Dundee City Council leader John Alexander has admitted the easing of coronavirus lockdown restrictions will be challenging, with “life or death” decisions to be made.
Ms Sturgeon made the announcement and unveiled a four-phase “route map” aimed at restarting society, with the first phase including allowing people to meet outside with people from one other household (see video below).
Schools will not reopen until the new school year begins after August 11, with children returning to a “blended model of part-time in-school and part-time at-home learning”.
Mr Alexander and the leader of the Labour group on the local authority, Kevin Keenan, gave their thoughts on the announcement via a video interview, immediately following Ms Sturgeon’s announcement.
Councillor Keenan said: “I think the message, going forward, needs to be very clear and reassuring to people as the likes of schools and workplaces start to open.
“That information still needs to be disseminated; people need to move on with their lives and be cautious.
“As we step forward, I think there needs to be clear guidance, because taking that step back again, will be difficult to get people to adhere to.”
Councillor Alexander said: “I think it’s going to be more and more difficult in terms of getting 100% clarity as we start to change the lockdown measures and ease them, because there will always be some grey areas, I suppose.
“I think it’s as clear as it possibly can be; I think it’s setting out exactly what you can do – so it’s saying you can mix with one other household – but, in all of the guidance, it’s about socially distancing.
“I think it gives people a degree of clarity on what’s OK and what’s not OK at this point in time.
“It is a cautious approach so it’s an incremental change and I think that’s quite important, because the risk (of infection) is still there, as you say.”
Councillor Keenan said there were still grey areas he and many others in the country would be unsure about, however.
He said: “Is the message that it’s one household per day? Or is it one (single) household for the next three weeks?
“I’ve got two daughters and grandchildren. Is it a case I can see one from a distance and have to ignore the other for a bit?
“It opens the door for people to consider the level of engagement, and as to whether it’s one person for Monday, another on Tuesday, another on Wednesday in which case that level of contact, albeit trying to keep the level of social distance, can be extended endlessly.
“And I suppose that’s the bit that we’re all trying to be cautious about – trying to make sure that we don’t flood the hospitals with individuals that are unwell again, and go through another great deal of loss of life.”
While he admitted the situation would likely become more challenging as Scotland moves into phases two, three and four, Mr Alexander said that the public would see the easing of restrictions by Holyrood as the right move.

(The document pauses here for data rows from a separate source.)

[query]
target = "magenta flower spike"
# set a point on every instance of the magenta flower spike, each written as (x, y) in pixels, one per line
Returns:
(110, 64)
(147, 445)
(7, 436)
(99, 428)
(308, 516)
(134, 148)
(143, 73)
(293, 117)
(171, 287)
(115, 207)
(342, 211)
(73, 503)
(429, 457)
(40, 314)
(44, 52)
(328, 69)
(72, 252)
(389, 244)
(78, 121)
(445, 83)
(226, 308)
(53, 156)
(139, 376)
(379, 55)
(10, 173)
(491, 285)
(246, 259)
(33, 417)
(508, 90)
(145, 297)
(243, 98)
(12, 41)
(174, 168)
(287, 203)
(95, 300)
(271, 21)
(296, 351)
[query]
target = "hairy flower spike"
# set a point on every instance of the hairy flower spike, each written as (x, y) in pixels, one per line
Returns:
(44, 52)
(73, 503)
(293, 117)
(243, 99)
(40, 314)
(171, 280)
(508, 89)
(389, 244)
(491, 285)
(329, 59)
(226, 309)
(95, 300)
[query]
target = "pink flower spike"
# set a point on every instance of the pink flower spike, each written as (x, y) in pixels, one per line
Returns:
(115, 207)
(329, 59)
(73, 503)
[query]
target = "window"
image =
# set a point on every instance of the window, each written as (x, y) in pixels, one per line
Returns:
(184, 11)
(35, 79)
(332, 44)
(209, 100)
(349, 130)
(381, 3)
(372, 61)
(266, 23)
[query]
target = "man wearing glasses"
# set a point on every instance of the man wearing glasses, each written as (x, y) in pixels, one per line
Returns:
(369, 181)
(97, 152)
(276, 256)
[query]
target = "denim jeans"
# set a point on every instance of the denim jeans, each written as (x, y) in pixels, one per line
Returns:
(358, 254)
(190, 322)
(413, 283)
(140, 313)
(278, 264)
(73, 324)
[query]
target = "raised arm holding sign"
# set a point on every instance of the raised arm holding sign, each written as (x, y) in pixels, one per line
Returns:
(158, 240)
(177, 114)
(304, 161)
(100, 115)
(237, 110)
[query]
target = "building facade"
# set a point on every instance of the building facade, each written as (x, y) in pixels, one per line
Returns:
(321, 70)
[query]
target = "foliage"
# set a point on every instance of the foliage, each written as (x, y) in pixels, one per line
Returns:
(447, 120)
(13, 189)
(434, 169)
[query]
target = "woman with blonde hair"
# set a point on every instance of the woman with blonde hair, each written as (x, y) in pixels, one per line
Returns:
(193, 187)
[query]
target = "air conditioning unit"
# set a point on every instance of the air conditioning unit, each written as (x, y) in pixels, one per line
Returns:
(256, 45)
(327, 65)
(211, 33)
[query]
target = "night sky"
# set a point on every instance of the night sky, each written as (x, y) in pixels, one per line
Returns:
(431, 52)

He said: “I think people will see this as a positive in terms of it’s a step in the right direction.
“(People are) going to be able to see friends – they might not be able to hug them – but I think being two metres apart, like Kevin was saying, being able to see his grandkids and his daughters, it’s going to make a hell of a difference to people, just in terms of their own mental wellbeing as well.

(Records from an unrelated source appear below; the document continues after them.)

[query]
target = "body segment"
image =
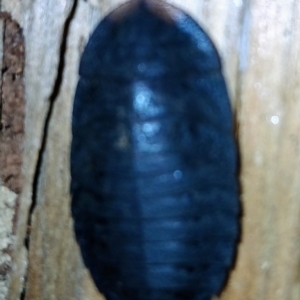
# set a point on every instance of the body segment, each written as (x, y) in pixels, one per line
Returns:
(153, 159)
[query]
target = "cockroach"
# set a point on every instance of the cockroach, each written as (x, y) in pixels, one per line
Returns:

“It’s an important step. We knew it was going to be coming at some point, and obviously the council has been preparing for some of the easing of that.
“But I think cautious is the word of the moment. It has to be a cautious approach. As Kevin rightly said, this is a life or death situation.
“We’ve also got to bear in mind some of the other challenges that we’ve seen elsewhere.
“So, we don’t know how this is going to move forward, we don’t know what’s going to happen during the winter months, when coronavirus-related illnesses peak, so I think we’ve got to do what we have at the moment, which is move into phase one, and then prepare for this to be an extensive process.”